Battle of Kokovo
| Date | June 26, 1478 |
| Location | Coccau, near Tarvisio, Italy |
| Result | Ottoman victory |

Belligerents
- Peasant army of the Carinthian Farmer's League: Ottoman Turkish raiding army

Commanders and leaders
- Matjaž †: Unknown

Strength
- ~600 peasants and miners: ~20,000 Akinci cavalry^{[citation needed]}

Casualties and losses
- All 600 killed: Unknown

= Battle of Kokovo =

Military battle in 1478

The Battle of Kokovo was fought in the fields near the village of Kokovo (present-day Coccau in Italy) (German: Goggau) on 26 June 1478 between an army of 600 peasants and miners from Carinthia against a 20,000-strong Ottoman Turkish invading army. The peasant army was raised in the context of the Carinthian peasant revolt of 1478.

==Origins==
Carinthia saw five Turkish raids into its territory between 1473 and 1483, with much plundering and killing at the hands of Turkish cavalry. Because the local nobility had no answer to the large numbers of mobile Turkish cavalry, they moved into their fortified castles, while the clergy fortified its churches and monasteries and held out there. This left most peasants in Carinthia without any protection, even though they were burdened with special taxes to fight the Turks.

==Battle details==
In order to protect themselves from the Turkish invaders, around 3,000 peasants and miners took up arms, preparing to fight the Turkish army coming via the Predil Pass. However, upon arrival of the Turkish army, most of the original 3,000 peasants fled into the forests leaving only around 600 farmers under a certain Matjaž who refused to let the Turks pass without a fight. In the ensuing battle that pitted the poorly armed, but determined peasants against professional Turkish Akinci cavalrymen, all 600 peasants and miners were killed. The Turkish army then continued its advance and eventually plundered areas up until Upper Carinthia.

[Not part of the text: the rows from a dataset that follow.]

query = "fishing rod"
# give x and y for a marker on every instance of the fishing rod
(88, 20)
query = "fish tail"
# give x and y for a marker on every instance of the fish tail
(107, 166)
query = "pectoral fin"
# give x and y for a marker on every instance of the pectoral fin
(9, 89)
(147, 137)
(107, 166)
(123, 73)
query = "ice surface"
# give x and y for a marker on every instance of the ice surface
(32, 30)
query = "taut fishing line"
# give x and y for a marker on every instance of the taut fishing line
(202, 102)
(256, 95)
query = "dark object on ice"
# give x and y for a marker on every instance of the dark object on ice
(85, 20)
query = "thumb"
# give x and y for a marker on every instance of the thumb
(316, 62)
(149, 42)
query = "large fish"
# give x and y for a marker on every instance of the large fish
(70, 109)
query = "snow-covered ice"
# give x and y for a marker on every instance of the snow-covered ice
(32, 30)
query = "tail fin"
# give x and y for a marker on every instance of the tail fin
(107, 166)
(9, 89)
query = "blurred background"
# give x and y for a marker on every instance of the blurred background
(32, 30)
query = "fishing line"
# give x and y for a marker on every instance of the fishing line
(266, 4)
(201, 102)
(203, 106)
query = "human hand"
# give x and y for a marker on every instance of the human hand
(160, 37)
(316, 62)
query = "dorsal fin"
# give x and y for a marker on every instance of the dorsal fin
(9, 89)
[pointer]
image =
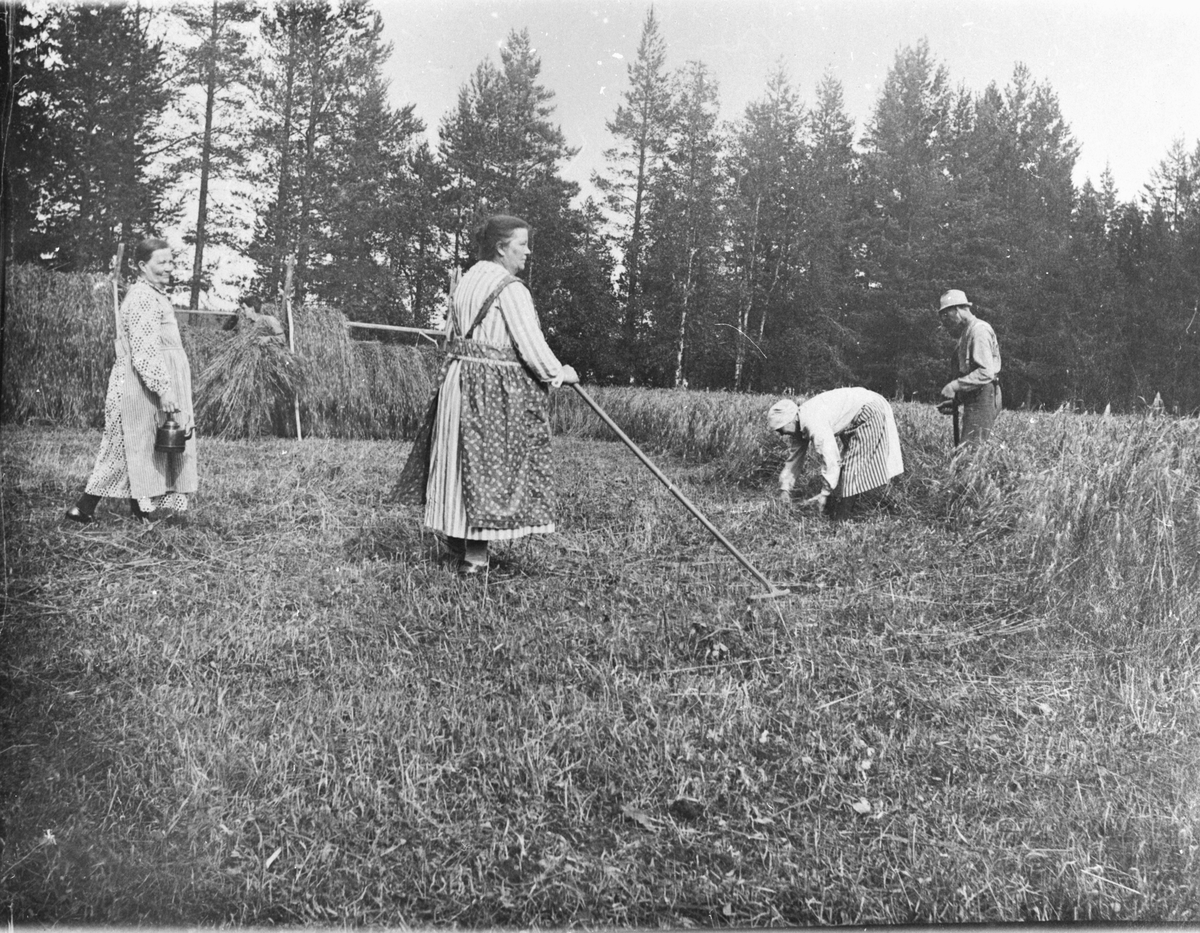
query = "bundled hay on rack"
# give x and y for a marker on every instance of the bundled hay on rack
(246, 387)
(58, 347)
(357, 390)
(327, 359)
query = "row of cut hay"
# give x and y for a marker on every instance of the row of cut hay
(727, 431)
(1089, 517)
(1102, 515)
(58, 347)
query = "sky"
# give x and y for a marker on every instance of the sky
(1127, 74)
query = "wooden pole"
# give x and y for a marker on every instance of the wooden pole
(292, 336)
(117, 282)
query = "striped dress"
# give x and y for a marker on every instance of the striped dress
(855, 434)
(489, 474)
(150, 360)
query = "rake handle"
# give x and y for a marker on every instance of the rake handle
(675, 489)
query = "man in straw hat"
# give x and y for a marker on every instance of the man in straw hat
(977, 387)
(853, 432)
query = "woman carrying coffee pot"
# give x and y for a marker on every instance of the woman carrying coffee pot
(150, 383)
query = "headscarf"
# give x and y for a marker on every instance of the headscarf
(783, 414)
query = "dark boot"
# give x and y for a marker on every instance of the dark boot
(83, 511)
(147, 517)
(474, 560)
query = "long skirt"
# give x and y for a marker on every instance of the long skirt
(127, 465)
(873, 451)
(979, 411)
(486, 458)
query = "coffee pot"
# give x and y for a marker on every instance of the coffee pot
(171, 438)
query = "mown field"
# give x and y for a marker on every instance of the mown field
(982, 702)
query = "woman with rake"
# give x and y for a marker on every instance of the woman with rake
(481, 463)
(150, 380)
(853, 432)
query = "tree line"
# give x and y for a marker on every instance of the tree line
(779, 251)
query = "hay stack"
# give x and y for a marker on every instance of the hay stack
(245, 389)
(58, 347)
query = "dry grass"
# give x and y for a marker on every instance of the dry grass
(58, 353)
(292, 712)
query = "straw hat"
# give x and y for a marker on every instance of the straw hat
(953, 299)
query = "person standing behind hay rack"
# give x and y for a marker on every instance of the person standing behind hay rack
(150, 380)
(265, 326)
(480, 464)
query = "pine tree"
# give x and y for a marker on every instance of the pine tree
(317, 53)
(685, 236)
(216, 65)
(502, 152)
(97, 78)
(766, 166)
(641, 126)
(905, 228)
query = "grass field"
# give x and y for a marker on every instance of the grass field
(982, 703)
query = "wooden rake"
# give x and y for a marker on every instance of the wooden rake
(773, 591)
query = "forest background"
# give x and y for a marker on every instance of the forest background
(779, 251)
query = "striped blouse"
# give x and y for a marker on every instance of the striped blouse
(517, 326)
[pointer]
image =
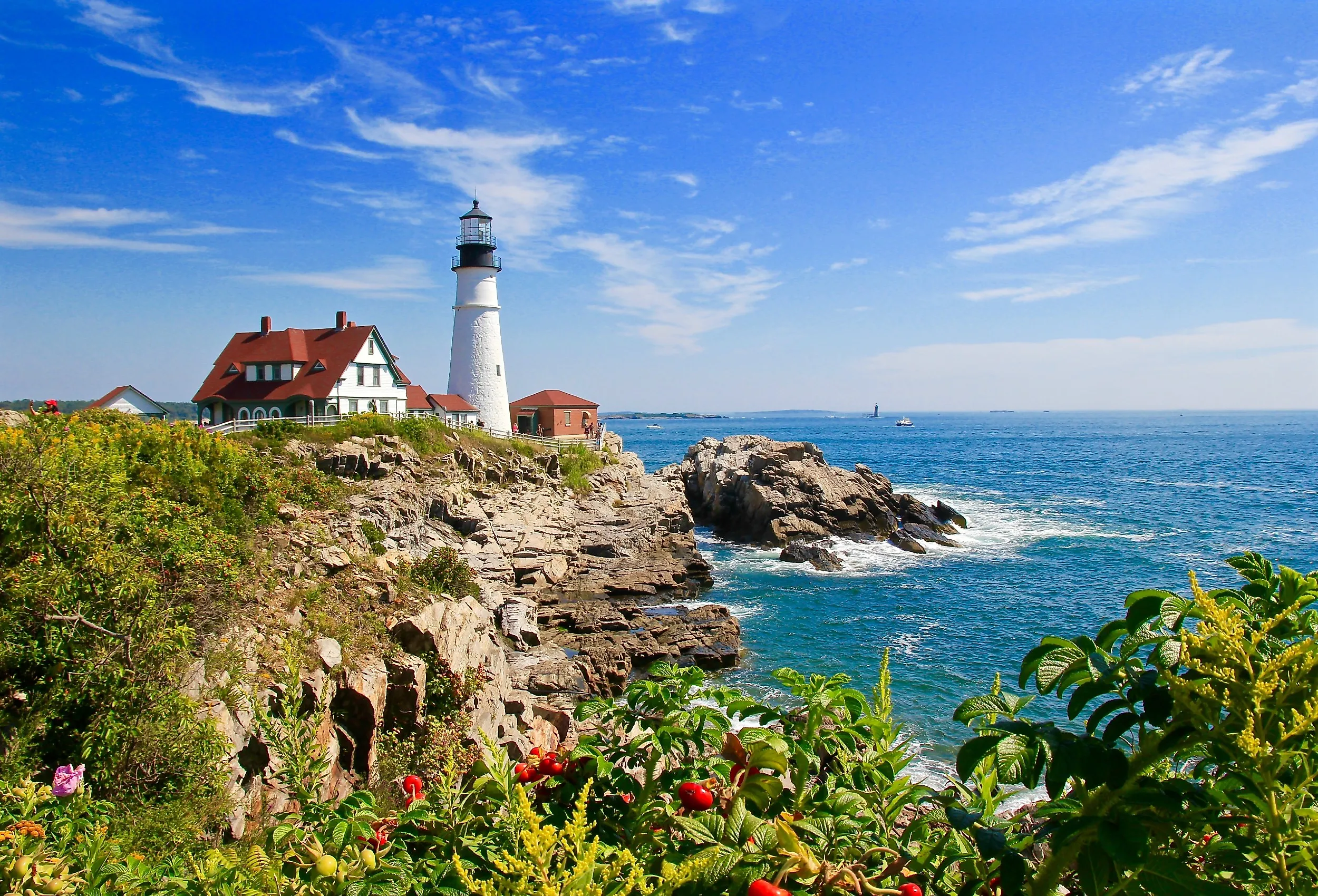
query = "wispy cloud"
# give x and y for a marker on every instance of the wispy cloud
(1045, 288)
(66, 227)
(844, 265)
(1226, 365)
(687, 180)
(412, 95)
(343, 149)
(393, 277)
(749, 106)
(206, 228)
(389, 206)
(1183, 75)
(676, 32)
(676, 296)
(133, 30)
(1125, 197)
(1303, 93)
(528, 204)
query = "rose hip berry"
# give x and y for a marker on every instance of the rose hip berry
(695, 797)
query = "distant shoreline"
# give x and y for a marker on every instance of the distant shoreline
(638, 415)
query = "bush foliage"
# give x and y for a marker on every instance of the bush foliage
(1187, 767)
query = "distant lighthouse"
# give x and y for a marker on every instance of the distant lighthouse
(476, 368)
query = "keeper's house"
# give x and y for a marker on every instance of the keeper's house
(299, 373)
(452, 409)
(554, 414)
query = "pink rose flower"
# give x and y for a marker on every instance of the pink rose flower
(67, 781)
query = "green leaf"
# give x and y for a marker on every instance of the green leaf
(990, 841)
(1168, 876)
(972, 752)
(1126, 840)
(1102, 712)
(1143, 607)
(1056, 665)
(1109, 634)
(960, 819)
(1084, 695)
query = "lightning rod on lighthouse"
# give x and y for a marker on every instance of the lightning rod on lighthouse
(476, 368)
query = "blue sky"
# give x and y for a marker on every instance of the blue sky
(703, 204)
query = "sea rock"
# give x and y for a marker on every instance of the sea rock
(903, 541)
(926, 534)
(948, 514)
(816, 555)
(770, 492)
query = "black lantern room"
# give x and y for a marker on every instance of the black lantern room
(476, 240)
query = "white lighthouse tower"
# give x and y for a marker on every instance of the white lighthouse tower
(476, 365)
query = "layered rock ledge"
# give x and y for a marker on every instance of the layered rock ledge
(776, 493)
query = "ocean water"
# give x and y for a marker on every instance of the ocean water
(1068, 514)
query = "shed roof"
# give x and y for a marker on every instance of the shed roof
(554, 398)
(119, 391)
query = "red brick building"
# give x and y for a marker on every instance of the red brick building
(555, 414)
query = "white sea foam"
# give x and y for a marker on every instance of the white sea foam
(998, 529)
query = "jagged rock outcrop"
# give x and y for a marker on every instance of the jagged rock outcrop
(766, 492)
(818, 555)
(578, 595)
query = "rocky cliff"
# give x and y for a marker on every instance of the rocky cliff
(766, 492)
(576, 593)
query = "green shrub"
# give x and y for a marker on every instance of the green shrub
(375, 537)
(446, 572)
(120, 542)
(578, 463)
(1193, 775)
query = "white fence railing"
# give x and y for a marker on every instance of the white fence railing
(230, 427)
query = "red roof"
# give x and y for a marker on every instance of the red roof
(418, 400)
(109, 397)
(451, 404)
(555, 398)
(333, 348)
(115, 393)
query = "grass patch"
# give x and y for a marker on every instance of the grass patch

The battle spawned a myth among the people of Carniola that the 600 peasants and their "king" Matjaž did not die, but actually sheltered in nearby Mount St. Ursula and are sleeping there. They will wake up once the king's beard has encircled the stone table by which he rests nine times, after which he will walk outside and happy times will come for the Carniolans.